Parece que existe, assim, uma certa constância dos estudos quando relatam índices mais elevados de violência por parte dos irmãos rapazes e entre irmãos rapazes, o que não se estranha, dado que a sociedade educa o sexo masculino mais para a ação, estimulando os seus impulsos agressivos. Porém, como acabámos de ver, há estudos que consideram que a violência diminui com a idade, pelo facto de os adolescentes serem mais capazes do que as crianças de controlar os seus impulsos e resolver os conflitos usando técnicas mais elaboradas (pensadas), como a negociação. Tendo como base estas controvérsias, e como ponto de partida os estudos portugueses pioneiros sobre violência fraterna (ver Relva et al., 2012a; 2012b; 2013; 2014), definimos como foco essencial da presente investigação determinar a extensão da violência entre irmãos na adolescência, e, concretamente: a) estimar a frequência dos comportamentos violentos por parte de adolescentes sobre os seus irmãos; b) verificar em que medida se associam as diferentes táticas de resolução dos conflitos fraternos; e c) analisar em que medida essas táticas variam em função da idade dos irmãos, do sexo e do tipo de fratria.

 

Metodologia

Participantes

A amostra foi constituída por 463 adolescentes portugueses com irmãos.

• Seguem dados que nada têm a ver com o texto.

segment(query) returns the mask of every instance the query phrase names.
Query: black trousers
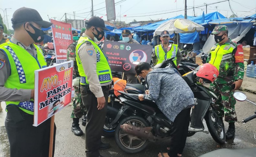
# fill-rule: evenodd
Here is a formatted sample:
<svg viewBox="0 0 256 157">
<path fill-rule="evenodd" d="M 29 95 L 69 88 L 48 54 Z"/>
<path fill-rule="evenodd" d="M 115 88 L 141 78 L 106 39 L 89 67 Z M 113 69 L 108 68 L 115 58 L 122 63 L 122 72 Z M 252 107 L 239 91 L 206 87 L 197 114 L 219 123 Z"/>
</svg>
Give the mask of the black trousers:
<svg viewBox="0 0 256 157">
<path fill-rule="evenodd" d="M 106 99 L 104 108 L 99 110 L 97 108 L 98 101 L 94 94 L 86 89 L 81 87 L 82 100 L 87 111 L 87 119 L 85 126 L 85 153 L 87 157 L 98 157 L 98 150 L 101 142 L 105 119 L 107 111 L 108 89 L 102 91 Z"/>
<path fill-rule="evenodd" d="M 34 116 L 20 110 L 25 120 L 16 123 L 7 112 L 5 125 L 10 143 L 11 157 L 47 157 L 49 155 L 50 119 L 38 126 L 32 125 Z M 54 124 L 54 156 L 56 126 Z"/>
<path fill-rule="evenodd" d="M 182 110 L 175 118 L 172 128 L 170 149 L 168 151 L 170 157 L 176 157 L 178 153 L 182 154 L 183 152 L 189 125 L 191 109 Z"/>
</svg>

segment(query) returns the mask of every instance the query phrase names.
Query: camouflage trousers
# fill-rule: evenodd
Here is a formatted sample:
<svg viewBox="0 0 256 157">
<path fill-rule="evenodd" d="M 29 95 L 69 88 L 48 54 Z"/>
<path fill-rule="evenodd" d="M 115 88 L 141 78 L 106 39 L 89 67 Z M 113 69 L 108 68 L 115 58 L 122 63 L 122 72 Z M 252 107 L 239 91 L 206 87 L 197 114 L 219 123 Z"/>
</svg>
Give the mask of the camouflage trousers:
<svg viewBox="0 0 256 157">
<path fill-rule="evenodd" d="M 85 107 L 83 103 L 80 92 L 80 88 L 75 89 L 75 95 L 72 104 L 72 110 L 71 118 L 80 118 L 84 114 L 86 115 Z"/>
<path fill-rule="evenodd" d="M 225 116 L 225 121 L 228 122 L 237 121 L 235 110 L 236 100 L 233 97 L 231 84 L 219 84 L 215 81 L 210 85 L 210 89 L 218 97 L 214 107 L 220 117 Z"/>
</svg>

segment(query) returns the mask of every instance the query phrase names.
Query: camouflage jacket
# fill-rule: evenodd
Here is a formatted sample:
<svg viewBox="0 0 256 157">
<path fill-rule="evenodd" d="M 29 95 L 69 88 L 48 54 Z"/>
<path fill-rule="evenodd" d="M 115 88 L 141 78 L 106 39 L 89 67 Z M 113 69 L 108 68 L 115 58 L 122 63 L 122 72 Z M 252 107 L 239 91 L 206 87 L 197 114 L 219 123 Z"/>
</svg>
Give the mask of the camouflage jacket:
<svg viewBox="0 0 256 157">
<path fill-rule="evenodd" d="M 74 68 L 73 70 L 73 79 L 80 77 L 78 72 L 78 68 L 75 60 L 75 47 L 77 44 L 77 41 L 70 44 L 68 47 L 67 53 L 67 61 L 74 61 Z"/>
<path fill-rule="evenodd" d="M 219 59 L 221 61 L 219 65 L 219 76 L 215 80 L 217 83 L 221 84 L 231 83 L 234 81 L 243 78 L 244 66 L 243 53 L 238 52 L 237 46 L 236 43 L 232 42 L 229 39 L 222 45 L 216 44 L 211 48 L 206 63 L 211 63 L 211 59 L 213 58 L 215 60 L 217 57 L 219 57 L 217 55 L 217 53 L 221 53 L 221 51 L 228 50 L 230 48 L 234 48 L 232 54 L 226 54 L 221 56 L 222 58 Z M 217 50 L 217 52 L 215 53 L 213 53 L 216 49 Z M 213 55 L 215 56 L 212 56 L 212 53 L 214 54 Z M 241 57 L 241 54 L 242 55 L 243 58 L 242 59 L 238 59 L 238 57 Z"/>
</svg>

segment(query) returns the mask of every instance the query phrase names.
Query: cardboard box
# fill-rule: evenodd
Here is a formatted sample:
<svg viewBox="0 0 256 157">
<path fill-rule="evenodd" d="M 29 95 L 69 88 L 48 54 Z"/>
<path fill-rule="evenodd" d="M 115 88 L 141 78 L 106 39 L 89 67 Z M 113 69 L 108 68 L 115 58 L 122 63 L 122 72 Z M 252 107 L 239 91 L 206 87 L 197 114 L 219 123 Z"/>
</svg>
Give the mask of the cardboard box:
<svg viewBox="0 0 256 157">
<path fill-rule="evenodd" d="M 256 57 L 256 47 L 243 48 L 244 58 L 247 59 L 252 59 Z"/>
</svg>

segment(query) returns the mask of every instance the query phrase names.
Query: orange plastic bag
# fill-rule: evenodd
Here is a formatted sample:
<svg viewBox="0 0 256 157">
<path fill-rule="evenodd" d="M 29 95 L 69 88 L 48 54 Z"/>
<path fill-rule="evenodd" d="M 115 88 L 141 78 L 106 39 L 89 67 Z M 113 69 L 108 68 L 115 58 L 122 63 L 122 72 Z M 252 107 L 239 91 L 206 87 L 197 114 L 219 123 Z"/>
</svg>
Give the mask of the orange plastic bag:
<svg viewBox="0 0 256 157">
<path fill-rule="evenodd" d="M 126 81 L 118 78 L 113 78 L 114 82 L 114 94 L 116 96 L 120 95 L 117 91 L 124 91 L 124 89 L 126 86 Z"/>
</svg>

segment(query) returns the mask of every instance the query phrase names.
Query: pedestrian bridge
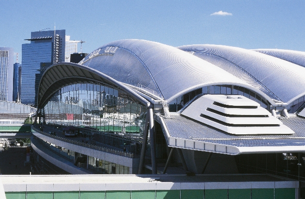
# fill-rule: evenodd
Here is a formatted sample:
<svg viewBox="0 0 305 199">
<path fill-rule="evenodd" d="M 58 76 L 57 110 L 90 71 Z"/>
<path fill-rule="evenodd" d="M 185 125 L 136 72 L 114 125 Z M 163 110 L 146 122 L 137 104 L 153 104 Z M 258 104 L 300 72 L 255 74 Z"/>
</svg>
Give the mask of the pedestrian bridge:
<svg viewBox="0 0 305 199">
<path fill-rule="evenodd" d="M 0 138 L 30 138 L 30 124 L 0 124 Z"/>
</svg>

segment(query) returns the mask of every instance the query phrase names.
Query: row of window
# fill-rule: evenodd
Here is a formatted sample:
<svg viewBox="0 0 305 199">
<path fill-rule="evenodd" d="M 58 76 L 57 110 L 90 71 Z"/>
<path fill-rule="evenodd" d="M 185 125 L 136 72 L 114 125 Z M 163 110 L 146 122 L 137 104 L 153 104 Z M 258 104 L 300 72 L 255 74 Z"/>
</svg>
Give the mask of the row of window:
<svg viewBox="0 0 305 199">
<path fill-rule="evenodd" d="M 178 112 L 199 94 L 239 95 L 256 101 L 265 109 L 268 108 L 268 102 L 247 88 L 232 85 L 216 85 L 204 86 L 178 97 L 169 103 L 169 112 Z"/>
</svg>

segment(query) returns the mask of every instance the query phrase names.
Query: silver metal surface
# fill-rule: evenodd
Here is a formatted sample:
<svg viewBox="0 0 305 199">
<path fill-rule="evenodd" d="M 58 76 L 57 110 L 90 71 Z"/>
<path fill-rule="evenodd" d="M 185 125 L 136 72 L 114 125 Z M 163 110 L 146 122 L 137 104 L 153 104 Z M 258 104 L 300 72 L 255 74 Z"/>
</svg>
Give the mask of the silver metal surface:
<svg viewBox="0 0 305 199">
<path fill-rule="evenodd" d="M 252 50 L 219 45 L 178 47 L 243 79 L 274 99 L 289 104 L 305 94 L 305 68 Z"/>
</svg>

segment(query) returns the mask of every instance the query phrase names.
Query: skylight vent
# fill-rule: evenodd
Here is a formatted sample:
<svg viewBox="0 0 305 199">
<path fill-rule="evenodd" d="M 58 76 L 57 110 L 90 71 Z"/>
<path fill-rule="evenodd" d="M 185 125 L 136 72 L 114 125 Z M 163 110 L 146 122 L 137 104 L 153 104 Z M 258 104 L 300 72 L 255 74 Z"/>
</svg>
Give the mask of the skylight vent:
<svg viewBox="0 0 305 199">
<path fill-rule="evenodd" d="M 294 133 L 259 104 L 241 96 L 204 95 L 182 114 L 233 134 Z"/>
</svg>

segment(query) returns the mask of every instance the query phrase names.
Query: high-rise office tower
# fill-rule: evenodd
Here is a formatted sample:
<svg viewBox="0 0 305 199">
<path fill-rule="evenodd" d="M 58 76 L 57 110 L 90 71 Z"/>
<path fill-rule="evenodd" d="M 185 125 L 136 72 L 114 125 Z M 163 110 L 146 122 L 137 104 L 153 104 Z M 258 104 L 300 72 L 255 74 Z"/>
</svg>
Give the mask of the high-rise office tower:
<svg viewBox="0 0 305 199">
<path fill-rule="evenodd" d="M 0 48 L 0 100 L 13 101 L 14 50 Z"/>
<path fill-rule="evenodd" d="M 13 101 L 16 101 L 16 100 L 18 98 L 19 67 L 21 66 L 19 63 L 14 64 L 14 77 L 13 78 Z"/>
<path fill-rule="evenodd" d="M 77 52 L 77 43 L 80 41 L 70 40 L 70 36 L 66 35 L 66 49 L 64 54 L 64 61 L 70 62 L 71 55 Z"/>
<path fill-rule="evenodd" d="M 22 44 L 21 103 L 35 104 L 35 93 L 37 98 L 38 92 L 35 83 L 39 83 L 36 74 L 43 73 L 41 68 L 42 63 L 53 64 L 65 61 L 66 37 L 64 29 L 40 31 L 31 32 L 30 39 L 25 40 L 30 43 Z M 70 36 L 67 39 L 70 41 Z"/>
</svg>

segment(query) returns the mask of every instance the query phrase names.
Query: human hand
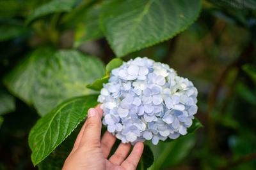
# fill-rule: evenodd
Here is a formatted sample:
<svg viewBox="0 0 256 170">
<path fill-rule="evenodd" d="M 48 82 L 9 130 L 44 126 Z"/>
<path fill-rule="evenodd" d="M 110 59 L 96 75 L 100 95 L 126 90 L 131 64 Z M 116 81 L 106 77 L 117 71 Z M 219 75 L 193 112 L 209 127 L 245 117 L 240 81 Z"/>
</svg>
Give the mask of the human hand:
<svg viewBox="0 0 256 170">
<path fill-rule="evenodd" d="M 102 114 L 100 104 L 88 110 L 88 118 L 77 136 L 72 150 L 65 161 L 63 170 L 136 169 L 142 155 L 143 143 L 138 142 L 126 158 L 131 145 L 121 143 L 114 155 L 108 159 L 116 138 L 106 131 L 100 140 Z"/>
</svg>

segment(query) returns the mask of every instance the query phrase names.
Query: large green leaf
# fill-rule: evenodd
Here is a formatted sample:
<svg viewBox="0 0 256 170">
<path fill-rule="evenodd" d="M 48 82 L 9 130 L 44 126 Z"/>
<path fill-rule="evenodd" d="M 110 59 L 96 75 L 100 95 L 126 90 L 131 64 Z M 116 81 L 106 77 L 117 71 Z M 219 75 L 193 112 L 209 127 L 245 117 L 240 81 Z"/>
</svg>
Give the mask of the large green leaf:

A idade dos participantes variou entre os 14 e os 20 anos (M=16.26; DP=1.17) e mais de metade (63,1%) era do sexo feminino. Relativamente à escolaridade, os adolescentes frequentavam o ensino secundário, sendo que 173 (37,4%) se encontravam no 10.º ano, 121 (26,1%) estudavam no 11.º ano e 169 (36,5%) frequentavam o 12.º ano. No que concerne ao número de irmãos, a maioria (69,5%) tinha somente um irmão, enquanto 22,7% tinha dois, 5% tinha três irmãos, 1,1% tinha quatro, 0,9% tinha cinco e 0,8% tinha seis irmãos ou mais. Mesmo tendo mais do que um irmão, os participantes foram inquiridos somente sobre um dos irmãos, o mais próximo em idade. Assim, no que respeita ao tipo de fratria, 17,7% dos adolescentes constituíram a díade masculino/masculino, 19,4% masculino/feminino, 31,1% feminino/feminino e 31,7% feminino/masculino (sendo que o primeiro corresponde ao sexo do sujeito inquirido e o segundo ao/à irmão/irmã ao/à qual se refere).

Instrumentos

O Questionário sociobiográfico (QSB) é um questionário baseado no Social Environment Questionnaire, de Toman (1993), adaptado para esta investigação por Fernandes e Relva (2013). O questionário inquire o sujeito acerca da sua condição (sexo, idade, naturalidade, ano de escolaridade, doenças, hospitalizações), bem como acerca da sua fratria (número de irmãos, tipo, sexo, idade, doenças ou deficiências) e dos seus pais (idade, estatuto socioeconómico, estado civil).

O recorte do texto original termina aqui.